A cinq ans d’intervalles, le Pape François vient de publier deux Lettres Encycliques, dont on peut dire qu’elles se veulent décisives pour l’orientation que prend désormais la doctrine officielle dans l’Eglise depuis Vatican II. Et cette orientation est mise à chaque fois par le Pape lui-même sous le patronage de saint François d’Assise. Le 24 mai 2015, avec Laudato Si, le Pape faisait déjà une référence explicite au Cantique des créatures : « Dans ce beau cantique », écrivait-il, « [le saint d’Assise] nous rappelait que notre maison commune est aussi comme une sœur, avec laquelle nous partageons l’existence, et comme une mère, belle, qui nous accueille à bras ouverts »[1] . Le 3 octobre 2020, avec Fratelli Tutti, le Pape fait référence au texte de la Règle des frères mineurs : « Fratelli Tutti écrivait saint François d’Assise, en s’adressant à tous ses frères et sœurs, pour leur proposer un mode de vie au goût de l’Évangile. Parmi ses conseils, je voudrais en souligner un par lequel il invite à un amour qui surmonte les barrières de la géographie et de l’espace »[2]

2. Cette référence à saint François d’Assise n’est pas anodine, car elle entend mettre en lumière le lien profond qui relie les deux Encycliques, dans la pensée du Pape. « Ce Saint de l’amour fraternel », est-il dit en effet au tout début de la récente Encyclique, « ce Saint de la simplicité et de la joie, qui m’a inspiré l’écriture de l’encyclique Laudato si ́, me pousse cette fois-ci à consacrer la présente nouvelle encyclique à la fraternité et à l’amitié sociale »[3] . L’inspiration est donc la même dans les deux cas, et au-delà d’une pieuse dédicace, le propos entend manifester un lien organique qui doit garder toute son importance. Ce lien profond apparaît dès le début de Fratelli Tutti, lorsque le Pape évoque le sens de la fraternité chez le Poverello : « En effet, saint François, qui se sentait frère du soleil, de la mer et du vent, se savait encore davantage uni à ceux qui étaient de sa propre chair »[4] . Le sens de la fraternité rejoint ici le sens de l’écologie : l’un et l’autre doivent se situer sur le même plan, et de l’un à l’autre il y a – du moins dans la pensée du Pape – une simple différence de degré, le sens de la fraternité étant seulement plus aigu que celui de l’écologie.

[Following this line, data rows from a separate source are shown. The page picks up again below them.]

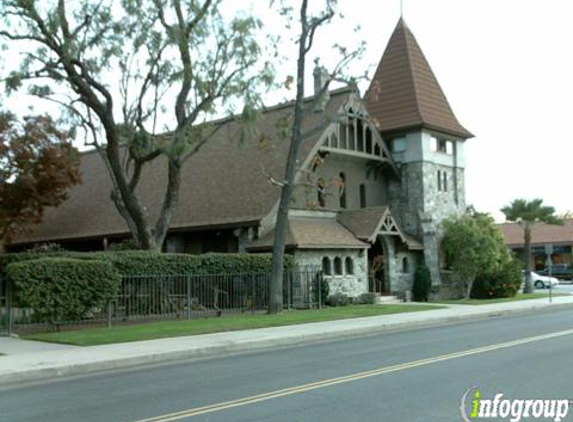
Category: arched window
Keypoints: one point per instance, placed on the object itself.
(337, 266)
(349, 266)
(405, 265)
(369, 143)
(321, 192)
(359, 135)
(377, 150)
(326, 266)
(342, 189)
(362, 196)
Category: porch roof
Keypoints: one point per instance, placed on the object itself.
(313, 233)
(368, 223)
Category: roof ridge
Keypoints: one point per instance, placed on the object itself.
(275, 107)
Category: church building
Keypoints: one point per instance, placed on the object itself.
(372, 186)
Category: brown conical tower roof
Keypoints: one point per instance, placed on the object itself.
(405, 94)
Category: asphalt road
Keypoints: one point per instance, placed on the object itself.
(416, 375)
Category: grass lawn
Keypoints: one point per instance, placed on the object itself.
(155, 330)
(520, 296)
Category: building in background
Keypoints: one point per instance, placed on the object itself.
(561, 237)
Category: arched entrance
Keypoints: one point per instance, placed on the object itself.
(378, 279)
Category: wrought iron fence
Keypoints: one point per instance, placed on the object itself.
(168, 297)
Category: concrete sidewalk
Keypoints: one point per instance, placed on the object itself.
(52, 361)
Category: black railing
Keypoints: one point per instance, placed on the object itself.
(169, 297)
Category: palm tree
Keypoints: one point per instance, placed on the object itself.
(527, 214)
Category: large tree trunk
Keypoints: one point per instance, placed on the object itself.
(528, 287)
(276, 284)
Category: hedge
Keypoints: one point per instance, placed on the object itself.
(504, 282)
(63, 289)
(155, 263)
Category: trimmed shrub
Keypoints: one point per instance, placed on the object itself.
(338, 299)
(324, 291)
(156, 263)
(124, 245)
(422, 284)
(63, 289)
(368, 298)
(504, 282)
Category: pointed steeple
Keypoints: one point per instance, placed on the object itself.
(404, 92)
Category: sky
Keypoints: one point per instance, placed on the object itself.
(506, 67)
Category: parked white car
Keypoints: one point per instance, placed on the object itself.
(543, 281)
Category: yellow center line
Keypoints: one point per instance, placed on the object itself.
(216, 407)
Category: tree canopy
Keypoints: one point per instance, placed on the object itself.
(141, 78)
(473, 244)
(37, 166)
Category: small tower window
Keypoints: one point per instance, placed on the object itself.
(362, 196)
(337, 266)
(326, 266)
(349, 266)
(399, 145)
(342, 189)
(405, 265)
(321, 192)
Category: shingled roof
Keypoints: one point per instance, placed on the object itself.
(312, 233)
(404, 92)
(224, 184)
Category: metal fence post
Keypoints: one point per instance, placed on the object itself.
(319, 287)
(188, 293)
(9, 304)
(252, 278)
(109, 316)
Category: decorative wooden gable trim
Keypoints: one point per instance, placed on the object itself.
(388, 227)
(355, 134)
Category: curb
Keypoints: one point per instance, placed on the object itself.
(17, 377)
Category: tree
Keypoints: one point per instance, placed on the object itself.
(309, 24)
(473, 244)
(140, 77)
(37, 166)
(527, 214)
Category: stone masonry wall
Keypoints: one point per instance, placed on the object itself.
(352, 285)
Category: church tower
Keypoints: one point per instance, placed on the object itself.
(426, 141)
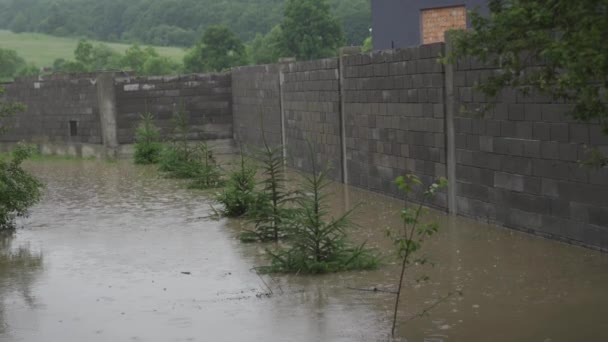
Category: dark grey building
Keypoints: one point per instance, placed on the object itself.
(405, 23)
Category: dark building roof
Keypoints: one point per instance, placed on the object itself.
(397, 23)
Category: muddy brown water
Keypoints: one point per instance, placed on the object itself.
(102, 259)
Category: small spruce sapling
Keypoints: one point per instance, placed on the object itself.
(318, 243)
(269, 213)
(239, 195)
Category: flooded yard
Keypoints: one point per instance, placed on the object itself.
(115, 253)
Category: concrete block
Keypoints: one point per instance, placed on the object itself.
(560, 132)
(598, 216)
(509, 181)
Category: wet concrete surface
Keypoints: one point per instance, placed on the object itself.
(115, 253)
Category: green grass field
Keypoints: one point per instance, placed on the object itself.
(42, 49)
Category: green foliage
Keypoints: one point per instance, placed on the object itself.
(218, 50)
(7, 111)
(209, 174)
(309, 31)
(135, 58)
(84, 52)
(18, 189)
(89, 58)
(318, 243)
(28, 70)
(10, 63)
(239, 197)
(182, 160)
(148, 145)
(160, 66)
(165, 22)
(19, 23)
(414, 232)
(555, 47)
(267, 49)
(270, 214)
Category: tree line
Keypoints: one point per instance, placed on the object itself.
(308, 30)
(166, 22)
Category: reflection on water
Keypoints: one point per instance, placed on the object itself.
(19, 267)
(130, 257)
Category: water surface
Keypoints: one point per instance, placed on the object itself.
(115, 253)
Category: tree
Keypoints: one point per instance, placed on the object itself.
(555, 47)
(84, 52)
(266, 49)
(218, 50)
(309, 29)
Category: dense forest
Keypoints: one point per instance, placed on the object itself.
(166, 22)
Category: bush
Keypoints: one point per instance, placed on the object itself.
(318, 244)
(18, 189)
(208, 174)
(148, 146)
(238, 198)
(182, 160)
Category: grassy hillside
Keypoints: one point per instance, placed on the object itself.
(42, 49)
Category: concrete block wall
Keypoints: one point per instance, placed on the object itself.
(311, 106)
(394, 118)
(256, 98)
(206, 99)
(518, 166)
(52, 102)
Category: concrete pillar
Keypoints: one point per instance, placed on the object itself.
(345, 51)
(106, 98)
(283, 64)
(450, 112)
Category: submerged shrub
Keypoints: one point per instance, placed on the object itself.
(18, 189)
(148, 146)
(239, 197)
(183, 160)
(208, 174)
(269, 213)
(318, 244)
(414, 232)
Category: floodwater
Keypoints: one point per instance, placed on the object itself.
(114, 253)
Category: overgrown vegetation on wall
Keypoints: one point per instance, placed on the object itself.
(555, 48)
(148, 145)
(18, 189)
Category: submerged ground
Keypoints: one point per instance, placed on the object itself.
(115, 253)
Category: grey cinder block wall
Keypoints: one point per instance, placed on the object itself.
(205, 99)
(394, 112)
(311, 109)
(256, 107)
(52, 103)
(105, 108)
(372, 117)
(518, 165)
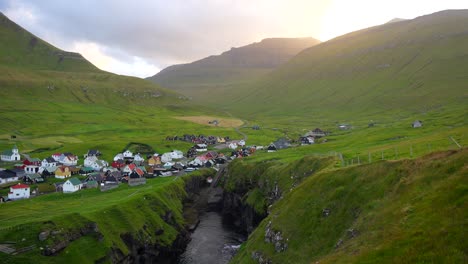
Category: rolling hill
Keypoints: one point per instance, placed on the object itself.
(413, 67)
(53, 100)
(238, 65)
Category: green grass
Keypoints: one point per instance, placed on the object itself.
(137, 211)
(403, 212)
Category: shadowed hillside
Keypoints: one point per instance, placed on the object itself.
(411, 66)
(238, 65)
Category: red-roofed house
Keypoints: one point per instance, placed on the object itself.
(129, 168)
(19, 191)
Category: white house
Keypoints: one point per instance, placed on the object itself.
(166, 157)
(233, 145)
(129, 168)
(72, 185)
(69, 160)
(19, 191)
(89, 160)
(201, 147)
(118, 157)
(138, 158)
(128, 154)
(56, 156)
(177, 154)
(11, 155)
(8, 176)
(98, 165)
(48, 162)
(31, 169)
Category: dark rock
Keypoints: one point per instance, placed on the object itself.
(258, 256)
(276, 238)
(326, 212)
(43, 235)
(339, 243)
(352, 233)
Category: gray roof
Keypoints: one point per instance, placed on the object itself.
(74, 181)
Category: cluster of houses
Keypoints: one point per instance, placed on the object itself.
(126, 167)
(200, 139)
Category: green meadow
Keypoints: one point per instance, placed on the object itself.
(406, 211)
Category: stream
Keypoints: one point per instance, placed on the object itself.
(212, 241)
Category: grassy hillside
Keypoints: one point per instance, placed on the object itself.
(387, 212)
(231, 68)
(150, 213)
(52, 100)
(412, 66)
(21, 49)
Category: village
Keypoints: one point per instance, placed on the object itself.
(63, 172)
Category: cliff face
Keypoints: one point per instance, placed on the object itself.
(250, 187)
(146, 226)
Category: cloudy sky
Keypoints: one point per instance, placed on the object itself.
(141, 37)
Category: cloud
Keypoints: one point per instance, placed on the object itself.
(153, 34)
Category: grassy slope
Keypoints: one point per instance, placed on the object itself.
(409, 67)
(233, 67)
(54, 104)
(116, 212)
(406, 211)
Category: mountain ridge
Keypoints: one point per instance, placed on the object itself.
(231, 67)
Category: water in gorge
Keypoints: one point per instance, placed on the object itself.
(212, 241)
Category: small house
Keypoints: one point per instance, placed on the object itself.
(89, 161)
(138, 158)
(8, 176)
(137, 173)
(119, 157)
(129, 168)
(282, 143)
(33, 178)
(99, 165)
(11, 155)
(201, 147)
(93, 153)
(68, 159)
(118, 164)
(155, 160)
(86, 170)
(19, 172)
(32, 161)
(49, 162)
(30, 169)
(62, 172)
(19, 191)
(233, 145)
(316, 133)
(91, 184)
(344, 127)
(128, 154)
(72, 185)
(416, 124)
(272, 148)
(56, 156)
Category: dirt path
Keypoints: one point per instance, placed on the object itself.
(237, 129)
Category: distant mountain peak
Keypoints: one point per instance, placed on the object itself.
(237, 64)
(396, 19)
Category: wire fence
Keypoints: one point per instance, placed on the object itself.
(403, 150)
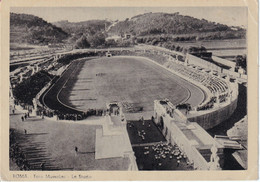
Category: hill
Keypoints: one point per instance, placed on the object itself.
(31, 29)
(87, 28)
(174, 24)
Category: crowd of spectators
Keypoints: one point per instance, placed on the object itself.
(25, 91)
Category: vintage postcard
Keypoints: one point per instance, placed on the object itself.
(129, 90)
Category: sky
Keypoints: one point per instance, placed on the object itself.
(232, 16)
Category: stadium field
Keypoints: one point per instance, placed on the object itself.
(134, 81)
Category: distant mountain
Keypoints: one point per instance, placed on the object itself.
(90, 26)
(164, 23)
(31, 29)
(84, 28)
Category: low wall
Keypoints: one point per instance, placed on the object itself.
(213, 118)
(225, 62)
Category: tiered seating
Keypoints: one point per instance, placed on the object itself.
(214, 84)
(217, 86)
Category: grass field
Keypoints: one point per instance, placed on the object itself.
(134, 81)
(53, 143)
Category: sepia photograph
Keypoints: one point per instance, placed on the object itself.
(128, 89)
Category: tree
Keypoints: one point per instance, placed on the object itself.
(82, 43)
(97, 40)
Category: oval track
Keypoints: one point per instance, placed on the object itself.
(57, 97)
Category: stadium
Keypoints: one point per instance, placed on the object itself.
(135, 104)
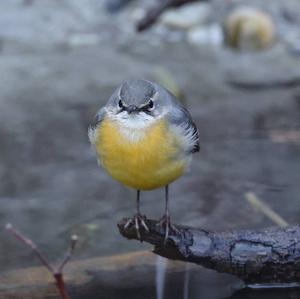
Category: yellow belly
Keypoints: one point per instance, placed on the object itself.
(151, 162)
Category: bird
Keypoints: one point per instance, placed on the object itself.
(144, 138)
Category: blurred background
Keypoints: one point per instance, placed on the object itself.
(235, 65)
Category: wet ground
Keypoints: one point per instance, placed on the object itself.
(61, 60)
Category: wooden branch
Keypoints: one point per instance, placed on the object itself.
(266, 256)
(153, 13)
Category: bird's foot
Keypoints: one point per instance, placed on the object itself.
(138, 220)
(165, 222)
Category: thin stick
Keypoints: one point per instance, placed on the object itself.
(57, 273)
(265, 209)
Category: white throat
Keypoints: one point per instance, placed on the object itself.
(133, 127)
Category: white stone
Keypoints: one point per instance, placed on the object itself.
(206, 35)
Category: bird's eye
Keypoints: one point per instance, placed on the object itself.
(150, 104)
(121, 106)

3. Un autre indice atteste la parenté profonde des deux Encycliques. Le Pape indique en effet plus loin quelles furent ses « sources d’inspiration » pour l’un et l’autre de ces deux textes. « Si pour la rédaction de Laudato si ́ », écrit-il, « j’ai trouvé une source d’inspiration chez mon frère Bartholomée, Patriarche orthodoxe qui a promu avec beaucoup de vigueur la sauvegarde de la création, dans ce cas-ci, je me suis particulièrement senti encouragé par le Grand Imam Ahmad Al-Tayyeb que j’ai rencontré à Abou Dhabi pour rappeler que Dieu a créé tous les êtres humains égaux en droits, en devoirs et en dignité, et les a appelés à coexister comme des frères entre eux » [5]. Dans les deux Encycliques, le Pape est allé puiser son inspiration ailleurs que dans les sources de la Révélation divine, ailleurs que dans les monuments de la Tradition catholique. Il a trouvé son inspiration auprès d’un schismatique, pour Laudato si ́, et auprès d’un infidèle, pour Fratelli Tutti.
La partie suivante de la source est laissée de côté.